I tested the bluetooth headset for a few weeks while working at Cruzio co-working space which is basically a large room with tables aligned next to each other and offers little privacy. To amp up my game, I sat at the coffee shop counter a couple of times where the noise level was much higher than in the main workroom. The perfect setting to try out a noise-canceling bluetooth headset.
This premium headset offers a boomless design, dual-paired Omni-directional microphones with enhanced digital signal processing, two levels of ANC and smart sensor technology. It features business-grade audio, passive and active noise cancellation (ANC) for maximum focus. And it’s worth mentioning that even though you probably won’t get complimented for the way it looks on, it is quite comfortable and didn’t heat up my ears as some others have.

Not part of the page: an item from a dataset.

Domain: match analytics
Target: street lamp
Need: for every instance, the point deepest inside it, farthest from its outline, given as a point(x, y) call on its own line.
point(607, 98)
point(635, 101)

My callers reported hearing me clearly, and the background noise around me was muted. I couldn’t hear the street noise either. The Active Noise Cancelling feature is designed to filter out low frequency, constant noises such as fans, AC Units or engines but it won’t completely block all sounds, and you most likely will hear individuals sitting close to you.
Watch the video to better understand how the Voyager 8200 UC is made for enterprise-grade audio.

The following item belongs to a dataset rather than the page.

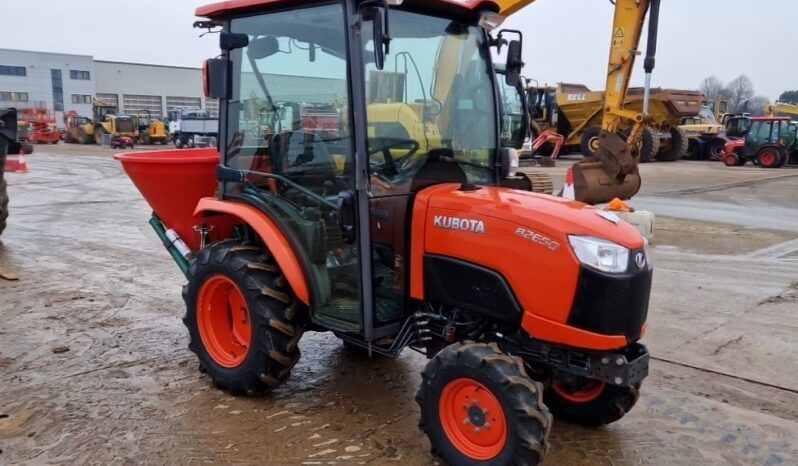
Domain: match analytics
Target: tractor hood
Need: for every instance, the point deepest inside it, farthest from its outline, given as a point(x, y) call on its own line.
point(550, 216)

Pairing with phone and laptop
Well, that’s a snap. Insert the plug, turn it on, check your audio settings and voila! You’re paired with your device.
To be honest, there’s nothing remarkable about the way VOYAGER 8200 looks, and the company seems to have chosen function over design. The earcups are labeled L and R for left and right which may seem overkilled but seriously, are a godsend. I’ve wasted way too much time on other headsets figuring out which earcup was right or left. I picked the black headset and the faux wood in the middle of the earcups blends in. On the lighter headset, it looks a bit corny but the overall look of the white headset is elegant.

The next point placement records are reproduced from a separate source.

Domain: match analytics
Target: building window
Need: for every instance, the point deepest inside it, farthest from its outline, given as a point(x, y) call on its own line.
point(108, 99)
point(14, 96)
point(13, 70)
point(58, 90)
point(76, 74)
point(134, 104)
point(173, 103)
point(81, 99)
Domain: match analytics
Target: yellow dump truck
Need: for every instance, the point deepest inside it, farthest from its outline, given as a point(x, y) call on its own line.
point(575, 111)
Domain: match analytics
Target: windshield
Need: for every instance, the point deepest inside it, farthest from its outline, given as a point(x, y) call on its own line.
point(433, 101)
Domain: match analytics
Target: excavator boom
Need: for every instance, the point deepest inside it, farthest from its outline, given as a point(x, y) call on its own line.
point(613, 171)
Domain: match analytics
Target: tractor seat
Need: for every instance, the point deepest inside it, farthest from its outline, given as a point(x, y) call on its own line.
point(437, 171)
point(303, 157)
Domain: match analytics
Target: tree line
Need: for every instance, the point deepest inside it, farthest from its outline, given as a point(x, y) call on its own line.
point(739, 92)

Expect 24-hours per charge which in my case means four days of listening to music, movies, and podcasting. Whenever you turn it on, you will notice that five blue dots light up to show you your battery life. If paying attention to blue dots isn’t your thing, a voice will inform you each time you turn it on. Plantronics’ material claims that it can hold a charge for several weeks even if you forget to turn it off. And if you run out of juice, plug the double-sided 3.5mm audio cord, which turns the headphone into standard headphones and requires no power needed.
The Voyager 8200’s soft fleece carrying pouch comes with two pockets, a large one to hold the headset and a smaller front pocket to carry the Micro USB charging cord and USB Bluetooth dongle for your PC or Mac.
The Voice warnings
Earlier I mentioned that there’s a voice that will alert you of your battery life status. It will also warn of a few other functions, such as whether you’re appropriately connected via Bluetooth to your PC or phone or when you toggle the noise-canceling settings, and also if your eardrums are about to burst from listening to your music on a super high volume. I would say all useful functions.
Another nice feature is a “hearing protection” which is described by the company “ it detects and eliminates any sudden large increase in signal level,” which are often startling and a cause for discomfort.